Chase Oaks Church Ramps Up Audio Production With Two DiGiCo Quantum338 Consoles

Chase Oaks Church, a multi-campus church in the Dallas area, has installed two DiGiCo Quantum338 consoles as part of a larger renovation of its AV infrastructure that also included a reamplification and retuning of its PA system. The new consoles are installed in the church’s Legacy campus in Plano, the largest of its four locations, and serve at front of house as the main mixer for the sanctuary and in the broadcast suite, which was also completely renovated. The project, including the DiGiCo installations, was handled by Dallas-based Epic Resource Group.

“I had experienced DiGiCo consoles at trade shows and outside gigs in the past, and what they offer in terms of operational flexibility is second to none,” says Chase Oaks Church Production Technology Director Paul Mitchell. “But the Quantum processing takes DiGiCo even further. We were looking for new ways of patching and routing audio in our broadcast suite and the Quantum338 gives us so many options around that.”

The Quantum338 at front of house mixes the sound for the Legacy location’s 1,800-seat multipurpose worship center, but is also on an Optocore loop, networked with two I/O racks: an SD-MiNi Rack located on stage that handles the 24 inputs for the drum kit and nearby non-wireless instruments and microphones, and an SD-Rack at the FOH location.

The FOH desk is also the hub for a pair of KLANG products used for monitoring applications. A DMI-KLANG card installed in the auditorium console runs stereo mixes for the regular week-to-week worship team vocalists and band. Those outputs use Dante headphone amps and stage rack outputs for weekly services. A second unit, a KLANG:fabrik, is fed from FOH via Dante to handle monitor duties for special occasions that might include auxiliary band elements, such as strings and horns, or an all-acoustic band. The secondary KLANG system feeds also use Dante headphone amps.

The second Quantum338 is located in a studio-caliber mix room, also on the Optocore network, and is used to mix broadcast audio of the church’s services for the live-stream to other campuses, the online live-stream, and other streaming platforms. In fact, as the COVID-19 pandemic descended on the area this past spring, Chase Oaks Church’s online services were all they could do, as communal worship had been shut down temporarily.

“The pandemic made broadcast a priority for us, and we wanted the Quantum338 consoles in place in order to improve the sound of the services,” Mitchell explains. “They’ve also made the workflow for broadcasting the services much easier. We use the consoles’ send and receive functions to communicate a number of channels between the desks. We also use True Solo a ton, as well as the flexible pick off points. We are big on those new Quantum features.”
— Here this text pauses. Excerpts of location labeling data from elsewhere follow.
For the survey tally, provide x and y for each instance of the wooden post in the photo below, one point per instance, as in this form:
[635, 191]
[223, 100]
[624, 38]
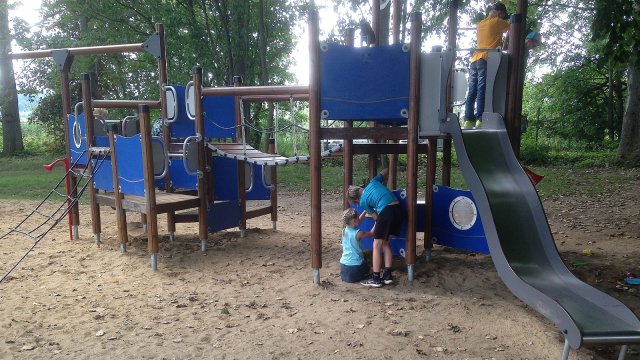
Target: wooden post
[274, 184]
[347, 142]
[66, 111]
[242, 185]
[314, 135]
[451, 46]
[412, 138]
[166, 127]
[88, 123]
[514, 99]
[431, 180]
[121, 217]
[149, 182]
[203, 216]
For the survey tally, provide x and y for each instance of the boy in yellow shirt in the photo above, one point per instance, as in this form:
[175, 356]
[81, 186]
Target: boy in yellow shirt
[489, 34]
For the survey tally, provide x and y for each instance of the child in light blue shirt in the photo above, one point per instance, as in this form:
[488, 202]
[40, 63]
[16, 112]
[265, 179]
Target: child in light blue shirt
[353, 266]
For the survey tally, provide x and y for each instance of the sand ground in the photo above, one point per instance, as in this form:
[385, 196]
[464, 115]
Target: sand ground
[253, 297]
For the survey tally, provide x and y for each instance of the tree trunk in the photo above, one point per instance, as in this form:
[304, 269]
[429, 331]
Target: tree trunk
[264, 72]
[610, 104]
[629, 148]
[11, 131]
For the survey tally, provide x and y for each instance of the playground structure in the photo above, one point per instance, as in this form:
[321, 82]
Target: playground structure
[417, 97]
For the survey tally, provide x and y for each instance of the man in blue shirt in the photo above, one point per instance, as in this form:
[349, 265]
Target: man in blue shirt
[379, 201]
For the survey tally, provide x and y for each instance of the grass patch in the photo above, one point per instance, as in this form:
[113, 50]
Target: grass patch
[25, 178]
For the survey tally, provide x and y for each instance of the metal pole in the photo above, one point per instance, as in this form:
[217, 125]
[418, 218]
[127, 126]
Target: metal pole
[412, 140]
[315, 167]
In addition, the church’s broadcast mixer feeds a Direct Out Technologies MADI.9648 to convert the clocked 96kHz audio down to 48kHz to match the requirements of the broadcast suite’s Ross Ultrix router. “The Quantum338’s MADI connections give us a ton of flexibility for broadcast between campuses, streaming online, and multitrack recording,” Mitchell explains.

Epic Resource Group Principal Brandon Chynoweth says the choice of the Quantum338 consoles was a great fit for the church. “Chase Oaks has very qualified studio people mixing their music, and the Quantum consoles help them take that to the next level, because the desks are so muscular and capable,” he says. “They have massive processing power for routing and a ton of mix features. The Quantum platform was released in the nick of time, as they really needed the routing and processing power for both the FOH and broadcast positions. They required a very creative console, and the Quantum338 delivered.”

Mitchell says that the feature range on the Quantum338 is a perfect match for his team’s workflow preferences and brings a new level of processing to the church’s sound. “We love the Spice Rack processing as well as the onboard multiband compression,” he says. “We have the Waves Extreme server as part of the package, but we are heavily using the onboard processing, especially the dynamic EQ. We haven’t even begun to explore everything these consoles can do.”

Chase Oaks is still growing, and Mitchell says DiGiCo will be part of that growth. The church already operates one DiGiCo S31 and two S21 consoles at its student and portable church sites, and he says they’re working towards standardizing all of their audio mixing, signal paths, and processing on DiGiCo and KLANG platforms at all of its campuses. “These were our first steps, but certainly not the last,” he says. “DiGiCo makes it easier to make great sound, and we’ll want that everywhere we go.”